To determine the efficacy of Lc-Hs, ad-libitum appetite test and visual analog scale (VAS) were performed at the end of the two phases (Visit 2 and Visit 4). During these visits, subjects came to the laboratory on fasted and took the product 30 min before eating a standardized breakfast. Before the participants attended visits Visit 2 and Visit 4, considering their breakfast time, the time from which they could not eat food was calculated. When they arrived at the established time, they were asked the time of the last meal and it was verified that they complied with the established recommendations. After subjects ate, blood samples (3 mL) were taken and VAS were filled by subjects at baseline, which would continue until 270 min (after consumption of the breakfast) at different times (0, 15, 30, 60, 90, 120, 180, 240, 270). Participants had to eat all breakfast and had a maximum time of 15 min. At minute 240, an ad-libitum buffet was served to quantify an ad-libitum intake. Nutritional value of the food served was determined using Dietsource v3.0 software (Novartis Medical Nutrition S.A., 1997–2003 which uses a table of composition of Spanish foods [34]. The breakfast was composed by bread (50 g), ham (30 g), cheese (25 g), pineapple juice (200 mL) and non-flavored yogurt (125 g), presenting a nutritional value of 417 kcal, 47 g of carbohydrates, 2 g of fiber, 21 g of protein and 15 g of lipids.

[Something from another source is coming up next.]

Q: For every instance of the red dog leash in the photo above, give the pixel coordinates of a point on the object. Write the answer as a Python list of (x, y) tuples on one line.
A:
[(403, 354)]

Later, in the ad-libitum meal, the subjects chose the type of food (fresh potato omelette with onion, meatballs with tomato, peas with ham, bolognese macaroni, vegetable stew and white toast), and this was weighed before and after the buffet lunch intake. They had a maximum time of 30 min for the ad-libitum buffet. Therefore, energy and macronutrients intake were determined for every volunteer from the quantitative measurement of food ingested.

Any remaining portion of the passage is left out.